Menschen auf dem Eifelsteig - eine Nachbetrachtung
von Lutz Heidemann
Wenn man wandert, beachtet man in erster Linie den Weg: wohin tritt man, wie geht es weiter und beobachtet, was man am Weg so sieht: viel Landschaft, einzelne Aussichten, Orte, die man durchqueren muss, hervorstechende Gebäude. Doch auch mit einzelnen Menschen kommt ein Wanderer zusammen, in erster Linie mit Gastgebern und beim Einkehren zwischendurch, auch flüchtige Begegnungen prägen sich manchmal ein. Einige Menschen, denen man begegnet ist, machen neugierig, nach persönlichen Umständen zu fragen. Manchmal ist es nur eine gewisse Sprachfärbung und dann erfährt man in Stichworten eine außergewöhnliche Biografie: „Geboren und aufgewachsen in St. Petersburg, über eine Anzeige einen Ehepartner in der Eifel gefunden“. Die Kellnerin Teresa, die uns woanders freundlich bediente, wurde in Danzig geboren und wuchs in Stettin auf. Andererseits trafen wir auf sehr bodenständige Menschen. „Ja, die Mühle nebenan hat der Familie meines Mannes schon seit Generationen gehört“ oder „Die Ausflugswirtschaft betreibt die Familie seit dem 19. Jahrhundert“.
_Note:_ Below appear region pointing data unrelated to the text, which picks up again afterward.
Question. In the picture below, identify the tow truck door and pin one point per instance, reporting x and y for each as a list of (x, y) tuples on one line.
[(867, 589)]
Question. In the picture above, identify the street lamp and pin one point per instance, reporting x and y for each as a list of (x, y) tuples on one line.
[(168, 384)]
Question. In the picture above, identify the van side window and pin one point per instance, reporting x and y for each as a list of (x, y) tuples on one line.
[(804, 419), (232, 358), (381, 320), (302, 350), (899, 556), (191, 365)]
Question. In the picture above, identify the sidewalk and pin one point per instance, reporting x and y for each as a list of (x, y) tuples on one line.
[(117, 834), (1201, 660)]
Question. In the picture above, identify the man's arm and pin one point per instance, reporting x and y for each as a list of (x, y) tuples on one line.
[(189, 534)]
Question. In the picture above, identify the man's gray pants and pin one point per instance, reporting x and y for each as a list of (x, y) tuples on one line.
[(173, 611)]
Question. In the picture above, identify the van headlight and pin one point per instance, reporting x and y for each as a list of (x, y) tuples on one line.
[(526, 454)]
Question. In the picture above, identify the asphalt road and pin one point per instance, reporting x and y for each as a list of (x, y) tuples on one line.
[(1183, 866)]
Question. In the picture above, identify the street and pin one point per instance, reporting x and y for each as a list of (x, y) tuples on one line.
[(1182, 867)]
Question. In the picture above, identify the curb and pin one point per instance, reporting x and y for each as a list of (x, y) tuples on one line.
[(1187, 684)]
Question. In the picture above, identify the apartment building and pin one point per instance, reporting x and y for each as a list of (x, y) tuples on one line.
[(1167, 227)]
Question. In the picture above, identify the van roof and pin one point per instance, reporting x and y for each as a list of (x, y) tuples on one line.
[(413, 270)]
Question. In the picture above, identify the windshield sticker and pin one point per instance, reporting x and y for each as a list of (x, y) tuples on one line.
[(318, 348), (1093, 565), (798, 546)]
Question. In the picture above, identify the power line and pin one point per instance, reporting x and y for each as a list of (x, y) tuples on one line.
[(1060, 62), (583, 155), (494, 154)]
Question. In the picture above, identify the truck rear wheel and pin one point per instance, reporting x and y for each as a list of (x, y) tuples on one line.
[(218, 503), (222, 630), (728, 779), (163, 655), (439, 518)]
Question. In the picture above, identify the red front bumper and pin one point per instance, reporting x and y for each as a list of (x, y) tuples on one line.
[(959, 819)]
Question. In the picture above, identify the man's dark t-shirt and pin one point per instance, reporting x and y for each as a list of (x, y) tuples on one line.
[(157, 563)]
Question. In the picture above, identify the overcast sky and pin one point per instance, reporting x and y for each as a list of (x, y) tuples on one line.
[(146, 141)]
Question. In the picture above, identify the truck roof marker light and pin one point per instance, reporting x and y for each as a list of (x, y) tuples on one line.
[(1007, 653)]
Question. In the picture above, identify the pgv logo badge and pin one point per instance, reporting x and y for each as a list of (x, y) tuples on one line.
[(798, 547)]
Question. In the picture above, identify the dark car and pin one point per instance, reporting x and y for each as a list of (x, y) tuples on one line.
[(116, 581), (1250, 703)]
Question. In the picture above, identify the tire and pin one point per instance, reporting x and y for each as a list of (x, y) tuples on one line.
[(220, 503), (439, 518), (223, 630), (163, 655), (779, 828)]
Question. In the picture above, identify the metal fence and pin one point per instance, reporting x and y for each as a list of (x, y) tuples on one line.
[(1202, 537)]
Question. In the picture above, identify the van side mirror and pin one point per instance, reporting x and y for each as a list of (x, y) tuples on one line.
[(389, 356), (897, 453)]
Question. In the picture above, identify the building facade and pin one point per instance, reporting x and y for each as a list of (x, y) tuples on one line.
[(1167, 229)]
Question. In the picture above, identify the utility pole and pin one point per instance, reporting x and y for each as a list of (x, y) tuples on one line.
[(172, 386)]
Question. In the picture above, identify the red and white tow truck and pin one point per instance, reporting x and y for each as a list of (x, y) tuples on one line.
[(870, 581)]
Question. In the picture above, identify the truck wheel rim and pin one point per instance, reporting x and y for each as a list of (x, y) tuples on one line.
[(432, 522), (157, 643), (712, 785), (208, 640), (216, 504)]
Welche Menschen haben schon in der Eifel gelebt oder dort Spuren hinterlassen? In einem kleinen Museum gab es das Skelett eines riesigen Germanen; zum Vergleich waren Durchschnittsgrößen von Römern und Hunnen angegeben worden. Uns schien das ein bißchen „getürkt“. In Manderscheid waren unsere freundlichen Hotel-Gastgeber ein Ehepaar aus Yorkshire. Seit drei Jahren betreiben sie das Hotel im Stadtzentrum. Dunkelhäutige Menschen in Autokennzeichen aus der Eifel sahen wir öfter; vermutlich waren es US-Angehörige vom nahen Militärflugplatz. Dann hörte ich, wie zwei junge Männer, die mir entgegenkamen, sich arabisch unterhielten. Auf meinen Gruß reagierten sie erst erstaunt, dann erfreut. Es waren Bürgerkriegsflüchtlinge aus Hama und Latakia, syrische Städte, die ich kannte, was sie sehr freute. Ob das Eifeldorf, wo sie jetzt untergebracht waren, ihre neue Heimat wird? Ob ihnen jemand gesagt hat, dass in der im Mittelalter zur Ruine gewordenen Porta Nigra über so viele Jahre ein syrischer Einsiedler gelebt hat, dass später daraus eine Kirche wurde?
Kurz vor Trier verläuft der Eifelsteig auf gleicher Trasse wie ein Jakobsweg; viele Wanderer scheinen dort vorbeizukommen. Fragt uns eine Frau: „Wandern Sie auch bis Chile?“, „nur bis Trier“ antworten wir. Es dauert einige Sekunden, bis mir der Groschen fiel: sie hatte Santiago di Compostela mit Santiago di Chile in einen Topf geworfen. So klein ist die Welt in manchen Köpfen.